The very fact that these "friends" were willing to share such intimate information with me, someone they don't know, is a cause of some concern to me. I could be anyone that could take advantage of the information that they are posting by pretending to be their friend and this is especially true when people are at their most vulnerable such as at times of bureavement or personal stress.
I'm not against these sites - they are useful for keeping in touch with people that you actually know or share common goals with. The fact that people are willing to become "friends" with others that they don't know and have nothing in common with does go some way to proving my theory I believe.
I would say that it is certainly something that needs researching.
(This is a summary of a much longer article that I wrote some time ago - if you want to read the full article let me know and I'll post the link for you).
1 person likes this
1 response
@darcyjohnperkins (10)
• Australia
4 May 09
From what I've ready, I'd have to say I agree with you. It is sort of odd that people will be so open about such intimate details to strangers.

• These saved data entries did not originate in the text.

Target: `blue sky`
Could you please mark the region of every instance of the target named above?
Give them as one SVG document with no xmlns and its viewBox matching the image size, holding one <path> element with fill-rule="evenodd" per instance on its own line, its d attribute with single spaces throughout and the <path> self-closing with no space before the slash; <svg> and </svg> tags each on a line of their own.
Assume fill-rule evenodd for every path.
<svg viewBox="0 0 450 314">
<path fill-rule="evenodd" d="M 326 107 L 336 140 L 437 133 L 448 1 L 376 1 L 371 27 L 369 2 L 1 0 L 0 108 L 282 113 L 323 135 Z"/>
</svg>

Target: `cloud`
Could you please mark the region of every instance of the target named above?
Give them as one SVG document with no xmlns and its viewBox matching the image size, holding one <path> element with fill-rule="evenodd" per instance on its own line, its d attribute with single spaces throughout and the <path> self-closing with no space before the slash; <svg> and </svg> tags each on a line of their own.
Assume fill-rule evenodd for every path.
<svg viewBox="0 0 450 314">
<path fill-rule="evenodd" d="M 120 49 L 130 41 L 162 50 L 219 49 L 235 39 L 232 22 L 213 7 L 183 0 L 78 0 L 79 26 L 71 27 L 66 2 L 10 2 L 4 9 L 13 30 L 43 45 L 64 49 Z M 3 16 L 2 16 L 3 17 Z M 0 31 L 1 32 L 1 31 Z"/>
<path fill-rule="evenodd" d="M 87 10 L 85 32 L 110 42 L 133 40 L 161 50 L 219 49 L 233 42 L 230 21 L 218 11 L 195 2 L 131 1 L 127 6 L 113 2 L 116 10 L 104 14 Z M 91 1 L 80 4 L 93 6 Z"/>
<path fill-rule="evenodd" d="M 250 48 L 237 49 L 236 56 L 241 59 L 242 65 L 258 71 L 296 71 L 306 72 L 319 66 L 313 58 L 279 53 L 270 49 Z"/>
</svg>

I wouldn't like to make any comments or statements without reading the rest of the article, but i'd have to say that i believe this has a lot to do with the anonymity of the internet. People feel anonymous. People feel as if what they do or say on the internet will go un-noticed because they believe their anonymity will protect them. the internet has traditionally been like that...but now as the internet becomes less anonymous, people should learn to be more careful.
(i would like to read the rest of your article if i could...thanks).
@pawilliams1 (51)
•
5 May 09
Hello - no problem, add me as a friend and I will you a message with the link as we're not allowed to post links here!